Hier sieht der Sportjournalist aber auch einen potenziellen Stolperstein. Mit seiner Art reihe sich Wicky nahtlos in die auf Harmonie bedachte Berner Führungsriege um Spycher, von Bergen, Chapuisat und Castella ein: «Es stellt sich die Frage, ob nicht ein Trainer geeigneter wäre, der intern mehr Reibung erzeugt – und ob in dieser Konstellation die Diskussionen in Krisenzeiten vielleicht nicht zu harmonisch ausfallen werden.» Dies ist allerdings Ruchs einziges Fragezeichen. Insgesamt ist er überzeugt: «Wicky wird mit YB Erfolg haben.»

Auch Gabriel Haldimann, Moderator bei Radio Gelb-Schwarz, streicht vor allem Raphael Wickys «enorme Sozialkompetenz» heraus. Doch sei auch dessen sportlicher Leistungsausweis nicht zu verachten: Gerade in den Nachwuchsabteilungen des FC Basel und des US-amerikanischen Fussballverbandes habe Wicky eine erfolgreiche Zeit gehabt.

Nach vier Meistertiteln und einer folglich eingetretenen Sättigung brauche es bei YB dringend neue Impulse, sagt Haldimann. Er ist sich sicher: Die diese Woche vorgestellten Neuzugänge – der Trainer sowie die Spieler Ugrinic und Itten – würden für neuen Hunger in der Mannschaft sorgen. «Mit dieser Mentalität müssen wir uns keine Sorgen machen, dass wir nächsten Mai wieder mindestens einen Titel in Bern feiern werden.»

«Nur Sforza hätte mich mehr geärgert»

Während die beiden Medienschaffenden Wickys Wahl positiv aufnehmen, sind die Fans gespalten. «Nur Sforza hätte mich noch mehr geärgert. Ich sehe das sehr kritisch», schreibt ein User auf Twitter. Ein anderer spricht auf Facebook von einer Lösung, die wohl unter Druck entstanden sei: «Er war sicher nicht die erste Wahl, sonst hätte man ihn schon lange angekündigt. Die Favoriten wollten oder konnten nicht.» 

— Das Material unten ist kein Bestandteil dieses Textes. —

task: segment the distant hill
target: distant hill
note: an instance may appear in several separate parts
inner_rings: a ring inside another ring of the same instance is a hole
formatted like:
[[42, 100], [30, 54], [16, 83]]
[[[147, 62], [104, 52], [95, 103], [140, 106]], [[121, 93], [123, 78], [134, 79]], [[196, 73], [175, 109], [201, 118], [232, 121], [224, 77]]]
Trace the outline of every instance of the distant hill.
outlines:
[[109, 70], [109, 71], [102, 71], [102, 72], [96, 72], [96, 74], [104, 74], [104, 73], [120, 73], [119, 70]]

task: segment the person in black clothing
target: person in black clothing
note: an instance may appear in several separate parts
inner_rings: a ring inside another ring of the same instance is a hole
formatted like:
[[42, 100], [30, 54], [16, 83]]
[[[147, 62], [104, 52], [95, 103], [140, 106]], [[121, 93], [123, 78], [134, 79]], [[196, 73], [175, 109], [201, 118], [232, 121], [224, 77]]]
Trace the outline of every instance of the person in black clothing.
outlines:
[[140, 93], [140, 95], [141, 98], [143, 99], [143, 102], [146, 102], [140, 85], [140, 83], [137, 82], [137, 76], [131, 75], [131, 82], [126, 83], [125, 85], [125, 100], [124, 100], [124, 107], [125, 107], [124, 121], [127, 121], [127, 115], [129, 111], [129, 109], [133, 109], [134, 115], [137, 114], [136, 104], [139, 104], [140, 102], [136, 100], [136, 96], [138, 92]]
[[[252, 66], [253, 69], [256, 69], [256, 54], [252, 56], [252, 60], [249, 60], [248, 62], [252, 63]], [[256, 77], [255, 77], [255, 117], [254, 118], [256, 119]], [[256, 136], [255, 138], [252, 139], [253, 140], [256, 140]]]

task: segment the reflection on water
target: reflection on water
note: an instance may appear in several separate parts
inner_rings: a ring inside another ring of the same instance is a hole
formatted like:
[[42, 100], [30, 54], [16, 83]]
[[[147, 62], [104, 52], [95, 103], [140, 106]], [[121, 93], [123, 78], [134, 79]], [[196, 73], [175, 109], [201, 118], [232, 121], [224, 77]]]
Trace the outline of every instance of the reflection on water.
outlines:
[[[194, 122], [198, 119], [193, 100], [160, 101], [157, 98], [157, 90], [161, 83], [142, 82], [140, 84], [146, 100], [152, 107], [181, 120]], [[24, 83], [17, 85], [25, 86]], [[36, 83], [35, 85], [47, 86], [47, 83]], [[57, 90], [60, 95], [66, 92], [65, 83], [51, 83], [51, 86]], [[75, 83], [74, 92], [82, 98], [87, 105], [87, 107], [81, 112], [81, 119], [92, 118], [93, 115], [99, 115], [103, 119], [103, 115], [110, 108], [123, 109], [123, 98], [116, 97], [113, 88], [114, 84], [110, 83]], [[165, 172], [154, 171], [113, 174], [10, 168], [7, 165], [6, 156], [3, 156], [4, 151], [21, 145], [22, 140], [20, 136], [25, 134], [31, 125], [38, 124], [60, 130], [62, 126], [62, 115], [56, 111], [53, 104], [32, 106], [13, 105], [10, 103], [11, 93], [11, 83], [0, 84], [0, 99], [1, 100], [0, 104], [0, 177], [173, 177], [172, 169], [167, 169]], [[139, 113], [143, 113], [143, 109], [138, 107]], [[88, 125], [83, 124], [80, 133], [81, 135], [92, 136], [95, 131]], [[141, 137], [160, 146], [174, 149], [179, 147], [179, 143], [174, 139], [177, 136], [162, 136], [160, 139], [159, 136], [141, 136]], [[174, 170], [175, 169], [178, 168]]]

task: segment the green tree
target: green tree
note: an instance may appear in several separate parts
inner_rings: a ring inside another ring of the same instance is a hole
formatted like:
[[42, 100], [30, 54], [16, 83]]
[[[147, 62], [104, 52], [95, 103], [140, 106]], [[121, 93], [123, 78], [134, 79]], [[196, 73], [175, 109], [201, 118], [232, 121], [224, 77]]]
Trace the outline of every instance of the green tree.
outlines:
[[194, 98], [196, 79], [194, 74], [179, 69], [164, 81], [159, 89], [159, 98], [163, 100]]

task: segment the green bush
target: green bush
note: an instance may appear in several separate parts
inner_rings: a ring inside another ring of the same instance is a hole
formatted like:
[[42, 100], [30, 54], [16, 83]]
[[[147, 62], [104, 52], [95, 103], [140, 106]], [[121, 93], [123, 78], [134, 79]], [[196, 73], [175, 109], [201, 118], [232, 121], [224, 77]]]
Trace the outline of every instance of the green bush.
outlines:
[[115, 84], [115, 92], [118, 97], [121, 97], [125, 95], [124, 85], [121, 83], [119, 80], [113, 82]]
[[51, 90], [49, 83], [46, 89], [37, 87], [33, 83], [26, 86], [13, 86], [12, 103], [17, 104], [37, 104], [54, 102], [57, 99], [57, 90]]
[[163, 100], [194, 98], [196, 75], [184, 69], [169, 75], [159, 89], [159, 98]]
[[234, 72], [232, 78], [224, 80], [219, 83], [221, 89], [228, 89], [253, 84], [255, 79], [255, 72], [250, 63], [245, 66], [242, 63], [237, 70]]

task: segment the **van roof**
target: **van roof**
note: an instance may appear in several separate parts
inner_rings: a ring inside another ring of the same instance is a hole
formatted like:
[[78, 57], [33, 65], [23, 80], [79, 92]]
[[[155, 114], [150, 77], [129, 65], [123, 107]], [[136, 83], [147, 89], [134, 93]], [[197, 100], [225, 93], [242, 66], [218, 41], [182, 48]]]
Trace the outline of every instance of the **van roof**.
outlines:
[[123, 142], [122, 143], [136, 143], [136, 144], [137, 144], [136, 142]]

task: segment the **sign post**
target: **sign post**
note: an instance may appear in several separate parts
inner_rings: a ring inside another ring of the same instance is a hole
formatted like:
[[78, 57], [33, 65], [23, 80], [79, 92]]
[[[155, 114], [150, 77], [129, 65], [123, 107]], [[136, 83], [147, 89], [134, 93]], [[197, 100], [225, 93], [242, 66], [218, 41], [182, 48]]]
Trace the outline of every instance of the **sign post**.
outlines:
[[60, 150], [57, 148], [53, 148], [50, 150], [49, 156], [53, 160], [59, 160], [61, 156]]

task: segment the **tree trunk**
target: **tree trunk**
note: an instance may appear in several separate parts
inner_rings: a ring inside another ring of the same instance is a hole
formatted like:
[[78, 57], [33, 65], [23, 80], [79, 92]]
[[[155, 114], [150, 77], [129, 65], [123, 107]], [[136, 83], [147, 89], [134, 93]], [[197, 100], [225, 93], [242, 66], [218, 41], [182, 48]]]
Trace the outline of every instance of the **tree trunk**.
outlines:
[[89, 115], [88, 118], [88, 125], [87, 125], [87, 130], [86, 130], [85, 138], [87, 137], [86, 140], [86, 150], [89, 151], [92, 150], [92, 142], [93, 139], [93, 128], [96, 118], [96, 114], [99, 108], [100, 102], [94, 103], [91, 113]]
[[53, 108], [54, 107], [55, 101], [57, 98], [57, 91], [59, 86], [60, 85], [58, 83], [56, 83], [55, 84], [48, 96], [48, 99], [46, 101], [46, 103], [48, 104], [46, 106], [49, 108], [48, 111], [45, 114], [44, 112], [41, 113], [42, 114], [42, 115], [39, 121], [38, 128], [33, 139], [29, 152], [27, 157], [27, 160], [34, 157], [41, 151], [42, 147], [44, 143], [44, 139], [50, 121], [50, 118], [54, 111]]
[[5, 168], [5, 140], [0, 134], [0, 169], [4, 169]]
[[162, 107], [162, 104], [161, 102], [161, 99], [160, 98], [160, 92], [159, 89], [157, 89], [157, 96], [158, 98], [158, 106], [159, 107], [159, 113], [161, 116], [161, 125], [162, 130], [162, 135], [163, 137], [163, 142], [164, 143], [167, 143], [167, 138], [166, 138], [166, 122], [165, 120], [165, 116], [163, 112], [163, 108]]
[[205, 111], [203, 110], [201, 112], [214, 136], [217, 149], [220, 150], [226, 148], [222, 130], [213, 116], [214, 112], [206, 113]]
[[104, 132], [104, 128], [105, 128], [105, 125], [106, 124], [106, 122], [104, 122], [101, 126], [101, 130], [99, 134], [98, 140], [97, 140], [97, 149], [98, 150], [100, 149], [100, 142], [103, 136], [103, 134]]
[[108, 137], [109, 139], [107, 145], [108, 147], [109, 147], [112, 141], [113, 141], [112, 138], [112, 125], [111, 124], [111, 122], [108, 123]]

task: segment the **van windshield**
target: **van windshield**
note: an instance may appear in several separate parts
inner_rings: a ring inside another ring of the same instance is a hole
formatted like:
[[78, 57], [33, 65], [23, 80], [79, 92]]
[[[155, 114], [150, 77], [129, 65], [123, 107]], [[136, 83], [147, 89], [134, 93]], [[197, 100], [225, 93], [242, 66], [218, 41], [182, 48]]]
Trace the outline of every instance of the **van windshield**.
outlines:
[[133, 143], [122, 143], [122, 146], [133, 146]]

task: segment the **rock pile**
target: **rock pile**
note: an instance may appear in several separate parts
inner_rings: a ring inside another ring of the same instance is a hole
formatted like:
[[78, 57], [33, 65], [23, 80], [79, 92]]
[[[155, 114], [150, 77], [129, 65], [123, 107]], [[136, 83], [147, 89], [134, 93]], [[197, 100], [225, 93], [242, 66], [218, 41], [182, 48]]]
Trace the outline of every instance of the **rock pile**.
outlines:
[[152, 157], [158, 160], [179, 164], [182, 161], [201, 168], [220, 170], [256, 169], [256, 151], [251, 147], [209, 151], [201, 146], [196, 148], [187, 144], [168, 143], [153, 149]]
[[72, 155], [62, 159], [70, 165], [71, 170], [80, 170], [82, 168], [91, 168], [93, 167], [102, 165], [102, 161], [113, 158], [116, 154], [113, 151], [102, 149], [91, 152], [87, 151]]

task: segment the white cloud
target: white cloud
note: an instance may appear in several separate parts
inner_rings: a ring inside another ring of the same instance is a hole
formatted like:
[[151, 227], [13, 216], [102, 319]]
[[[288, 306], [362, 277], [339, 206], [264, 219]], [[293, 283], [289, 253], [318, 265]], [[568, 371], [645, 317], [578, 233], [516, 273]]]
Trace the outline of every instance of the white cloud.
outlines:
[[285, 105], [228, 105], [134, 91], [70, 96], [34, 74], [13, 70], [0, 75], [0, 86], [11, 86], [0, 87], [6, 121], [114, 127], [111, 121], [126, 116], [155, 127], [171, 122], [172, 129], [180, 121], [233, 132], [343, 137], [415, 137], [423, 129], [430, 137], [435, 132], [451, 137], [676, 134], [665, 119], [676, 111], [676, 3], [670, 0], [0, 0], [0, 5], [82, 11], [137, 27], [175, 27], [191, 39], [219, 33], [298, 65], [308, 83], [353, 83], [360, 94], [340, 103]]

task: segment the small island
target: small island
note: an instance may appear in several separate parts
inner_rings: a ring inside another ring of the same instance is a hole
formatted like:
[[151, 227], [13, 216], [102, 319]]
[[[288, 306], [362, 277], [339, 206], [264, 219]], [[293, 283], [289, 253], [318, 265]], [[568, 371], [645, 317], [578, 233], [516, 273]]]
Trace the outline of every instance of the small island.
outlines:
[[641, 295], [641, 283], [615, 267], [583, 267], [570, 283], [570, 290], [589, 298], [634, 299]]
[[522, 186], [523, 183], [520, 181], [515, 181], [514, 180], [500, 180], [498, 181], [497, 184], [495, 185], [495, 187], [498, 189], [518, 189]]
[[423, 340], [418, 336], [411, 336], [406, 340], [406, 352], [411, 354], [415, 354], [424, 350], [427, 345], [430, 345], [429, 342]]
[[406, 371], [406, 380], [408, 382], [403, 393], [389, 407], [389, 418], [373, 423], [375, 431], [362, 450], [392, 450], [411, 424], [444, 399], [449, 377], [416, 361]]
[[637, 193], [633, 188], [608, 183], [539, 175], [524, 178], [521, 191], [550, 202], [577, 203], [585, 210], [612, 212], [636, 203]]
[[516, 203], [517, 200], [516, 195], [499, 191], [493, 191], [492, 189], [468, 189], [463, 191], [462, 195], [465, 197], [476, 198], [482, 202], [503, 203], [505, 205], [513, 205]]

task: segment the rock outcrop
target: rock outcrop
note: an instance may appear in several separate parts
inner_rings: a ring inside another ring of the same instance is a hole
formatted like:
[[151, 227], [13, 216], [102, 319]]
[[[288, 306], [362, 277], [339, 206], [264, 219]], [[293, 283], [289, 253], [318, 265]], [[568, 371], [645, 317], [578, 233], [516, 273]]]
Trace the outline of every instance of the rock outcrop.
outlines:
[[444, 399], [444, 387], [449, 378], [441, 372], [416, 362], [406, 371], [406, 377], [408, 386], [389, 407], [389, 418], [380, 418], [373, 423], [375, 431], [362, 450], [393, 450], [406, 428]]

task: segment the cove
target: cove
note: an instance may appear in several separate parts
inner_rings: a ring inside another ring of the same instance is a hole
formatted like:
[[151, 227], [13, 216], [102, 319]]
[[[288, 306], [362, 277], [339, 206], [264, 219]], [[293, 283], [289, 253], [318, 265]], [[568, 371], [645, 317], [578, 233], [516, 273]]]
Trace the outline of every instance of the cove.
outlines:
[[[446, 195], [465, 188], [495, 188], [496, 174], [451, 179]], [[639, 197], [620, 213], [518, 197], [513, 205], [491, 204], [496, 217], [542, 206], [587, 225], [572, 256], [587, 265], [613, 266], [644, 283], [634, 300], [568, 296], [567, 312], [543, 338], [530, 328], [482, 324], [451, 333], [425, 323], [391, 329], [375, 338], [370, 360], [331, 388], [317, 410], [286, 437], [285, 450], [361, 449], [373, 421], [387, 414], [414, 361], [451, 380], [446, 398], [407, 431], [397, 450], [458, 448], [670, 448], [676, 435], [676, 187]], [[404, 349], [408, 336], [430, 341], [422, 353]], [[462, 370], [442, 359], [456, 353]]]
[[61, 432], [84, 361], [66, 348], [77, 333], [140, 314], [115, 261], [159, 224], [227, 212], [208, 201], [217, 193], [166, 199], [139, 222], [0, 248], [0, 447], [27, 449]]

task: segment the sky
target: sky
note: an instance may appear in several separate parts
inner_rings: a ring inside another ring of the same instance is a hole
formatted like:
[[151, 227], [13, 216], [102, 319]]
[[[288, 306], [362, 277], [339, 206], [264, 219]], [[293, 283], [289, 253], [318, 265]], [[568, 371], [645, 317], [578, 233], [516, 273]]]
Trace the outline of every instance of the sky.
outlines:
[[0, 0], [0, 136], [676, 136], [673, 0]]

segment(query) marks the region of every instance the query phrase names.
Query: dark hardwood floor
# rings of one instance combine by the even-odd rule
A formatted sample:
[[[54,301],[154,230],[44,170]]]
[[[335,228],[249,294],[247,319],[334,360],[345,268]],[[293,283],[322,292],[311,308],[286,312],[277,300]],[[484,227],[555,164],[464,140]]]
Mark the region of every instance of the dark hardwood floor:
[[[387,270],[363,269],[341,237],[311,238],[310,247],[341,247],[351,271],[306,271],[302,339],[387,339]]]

Die Verpflichtung des Wallisers sei eine «mutige und überraschende Entscheidung», meint dagegen ein weiterer Facebook-User: «Doch ich bin überzeugt, dass sich der Mut auszahlen wird.» Auch ein 20-Minuten-Leser glaubt, dass Wicky der richtige Mann an der YB-Seitenlinie ist: «Wicky ist meines Erachtens ein moderner, immer noch junger Trainer mit einer eigenen Handschrift. Mit ihm kann man etwas aufbauen.»